As is the case with tourists to the Antilles, we flocked to the major tourist destinations, stood in line for the particularly cool and/or over hyped attractions, took hundreds of digital images, and consumed vast quantities. I particularly gorged on the Italian’s pizzas (although the crusts were almost nonexistent in their total thinnatiousness) and large slabs of tasty Euro-beef, both of which cannot be found here. Well, there is beef here, but there are plenty of other local items I would rather consume before the local beef, and that well marbled and fully aged Charolais,... grilled to perfection with the little mushrooms, some au gratin pommes and a bottle of rouge, mmmmm.

I could not help but to compare my experience as a tourist to the First World to what any American might think of similar systems here in the Third. Most notably the foreign transportation systems (read: geek). What was most foreign to me was the total lack of potholes in Italy. Kilometer after kilometer of smooth asphalt, well marked with bright white paint. Such a sight always gets me a little weepy-eyed, just ask the wife.

During any trip back to the First World, I have to relearn western driving skills - how to share the road with others, how to stay in one gear for more than two minutes, how to feel comforted by the knowledge that the taxi three meters ahead will not stop without working break lights immediately in front of you with zero warning, how to lay off the horn. It is always such a hassle.

In just two unbelievably short weeks though, I found it rather ordinary to make my way into the city on a timely, clean, and comfortable public bus. It seemed the usual state of things to safely drive at 150 kph down the Autostrada, with plenty of room to pass and be passed. There was no wonder at all as the train we were on ran at well over 200 kph through the French countryside en route to a faultless thirty kilometer tunnel under the English Channel.

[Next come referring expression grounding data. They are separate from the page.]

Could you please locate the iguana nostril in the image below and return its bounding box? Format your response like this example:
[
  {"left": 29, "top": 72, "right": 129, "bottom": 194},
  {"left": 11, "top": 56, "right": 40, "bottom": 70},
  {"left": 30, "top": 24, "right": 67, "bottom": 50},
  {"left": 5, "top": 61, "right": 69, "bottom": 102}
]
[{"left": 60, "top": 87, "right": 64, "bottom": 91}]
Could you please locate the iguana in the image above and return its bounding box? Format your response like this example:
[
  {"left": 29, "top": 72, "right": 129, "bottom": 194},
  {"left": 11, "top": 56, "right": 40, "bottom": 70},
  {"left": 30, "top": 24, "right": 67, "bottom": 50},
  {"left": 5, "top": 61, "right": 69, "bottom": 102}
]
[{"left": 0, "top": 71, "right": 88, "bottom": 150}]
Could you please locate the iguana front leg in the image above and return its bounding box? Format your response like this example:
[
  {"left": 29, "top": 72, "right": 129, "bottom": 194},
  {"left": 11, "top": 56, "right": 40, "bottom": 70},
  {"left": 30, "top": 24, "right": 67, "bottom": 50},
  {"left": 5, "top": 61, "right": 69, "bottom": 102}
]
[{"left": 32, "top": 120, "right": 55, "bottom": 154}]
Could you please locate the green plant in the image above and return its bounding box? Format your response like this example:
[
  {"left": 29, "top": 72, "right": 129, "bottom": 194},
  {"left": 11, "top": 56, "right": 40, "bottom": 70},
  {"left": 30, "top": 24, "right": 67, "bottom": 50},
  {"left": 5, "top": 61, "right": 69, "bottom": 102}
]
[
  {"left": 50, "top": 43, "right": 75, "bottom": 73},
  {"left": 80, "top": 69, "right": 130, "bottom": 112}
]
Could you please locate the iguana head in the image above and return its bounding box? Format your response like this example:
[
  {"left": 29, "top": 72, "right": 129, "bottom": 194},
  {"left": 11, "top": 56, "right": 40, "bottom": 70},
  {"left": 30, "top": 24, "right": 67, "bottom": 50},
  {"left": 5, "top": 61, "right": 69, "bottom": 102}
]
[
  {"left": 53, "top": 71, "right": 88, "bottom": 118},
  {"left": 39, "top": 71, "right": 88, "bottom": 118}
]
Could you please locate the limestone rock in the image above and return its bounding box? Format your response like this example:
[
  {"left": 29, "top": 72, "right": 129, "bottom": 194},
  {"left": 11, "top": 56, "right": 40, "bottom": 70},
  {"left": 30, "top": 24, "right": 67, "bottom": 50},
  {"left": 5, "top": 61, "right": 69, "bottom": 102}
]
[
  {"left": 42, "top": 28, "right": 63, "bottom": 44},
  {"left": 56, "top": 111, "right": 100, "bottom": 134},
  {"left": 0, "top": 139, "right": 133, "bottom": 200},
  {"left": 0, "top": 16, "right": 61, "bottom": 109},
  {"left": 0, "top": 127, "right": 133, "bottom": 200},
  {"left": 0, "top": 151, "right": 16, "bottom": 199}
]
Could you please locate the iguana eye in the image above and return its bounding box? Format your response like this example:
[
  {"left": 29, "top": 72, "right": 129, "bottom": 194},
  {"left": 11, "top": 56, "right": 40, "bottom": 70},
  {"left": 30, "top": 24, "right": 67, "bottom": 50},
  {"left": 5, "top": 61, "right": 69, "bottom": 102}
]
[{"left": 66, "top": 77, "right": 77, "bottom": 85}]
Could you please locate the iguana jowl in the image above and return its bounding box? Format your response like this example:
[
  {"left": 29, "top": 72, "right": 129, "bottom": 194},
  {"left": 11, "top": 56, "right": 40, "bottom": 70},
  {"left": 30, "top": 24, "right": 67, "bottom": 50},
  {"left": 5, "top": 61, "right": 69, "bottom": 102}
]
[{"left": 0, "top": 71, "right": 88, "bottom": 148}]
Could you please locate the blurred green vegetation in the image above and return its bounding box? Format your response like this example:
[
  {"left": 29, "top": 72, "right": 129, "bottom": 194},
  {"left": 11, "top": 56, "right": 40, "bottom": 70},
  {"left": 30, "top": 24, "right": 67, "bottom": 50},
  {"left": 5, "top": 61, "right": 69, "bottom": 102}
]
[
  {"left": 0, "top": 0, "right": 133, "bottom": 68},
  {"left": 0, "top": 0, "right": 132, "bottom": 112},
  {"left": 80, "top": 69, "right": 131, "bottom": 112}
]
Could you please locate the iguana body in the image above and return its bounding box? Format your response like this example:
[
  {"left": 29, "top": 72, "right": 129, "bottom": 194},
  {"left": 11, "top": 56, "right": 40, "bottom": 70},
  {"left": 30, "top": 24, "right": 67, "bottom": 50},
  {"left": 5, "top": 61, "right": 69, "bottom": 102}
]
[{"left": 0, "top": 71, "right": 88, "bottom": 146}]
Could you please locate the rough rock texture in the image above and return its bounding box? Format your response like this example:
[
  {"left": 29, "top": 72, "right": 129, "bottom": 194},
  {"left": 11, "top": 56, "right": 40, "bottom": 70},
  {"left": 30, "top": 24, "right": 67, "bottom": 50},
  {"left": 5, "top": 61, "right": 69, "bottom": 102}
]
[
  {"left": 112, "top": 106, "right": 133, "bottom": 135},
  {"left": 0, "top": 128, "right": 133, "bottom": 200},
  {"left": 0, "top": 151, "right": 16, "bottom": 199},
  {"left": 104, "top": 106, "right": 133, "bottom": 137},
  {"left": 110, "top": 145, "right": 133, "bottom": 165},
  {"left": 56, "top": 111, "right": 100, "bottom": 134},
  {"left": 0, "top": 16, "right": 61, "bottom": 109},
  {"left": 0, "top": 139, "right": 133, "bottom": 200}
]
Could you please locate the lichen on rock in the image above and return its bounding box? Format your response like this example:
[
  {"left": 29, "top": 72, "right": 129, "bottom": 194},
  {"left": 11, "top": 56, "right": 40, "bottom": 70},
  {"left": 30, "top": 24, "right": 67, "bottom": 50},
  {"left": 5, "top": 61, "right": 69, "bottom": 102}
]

Life in the Tropics emerged again at Heathrow, just prior to our return flight to Montego Bay. We had finished our drinks in United’s spacious and very well appointed Admiral Club (we had weaseled our way in because the phone at Air Jamaica’s ticket counter was not being answered, so who is to say we were not invited?) and strolled down to the gate just as it was announced that they were boarding the first third of the aircraft.

Why then, was every person in the departure lounge crushed en masse against the two overwhelmed ticket takers? It was so typically Jamaican, where the word queue has far too many vowels to be fully understood.

In the parking lot back at Sangster was a truck with four punctured tires, a victim of driving the wrong way through the tire shredders. The traffic signals at Pye River were completely dark, and had been for days. The new development down the way has placed their storm sewer in the roadway ditch, pipe crown above roadway centerline. Public Works diverted traffic at Round Hill without the necessary and required submittals, nor any traffic control signs or devices, for that matter. The rest of the contractors are still their traditional whiny selves.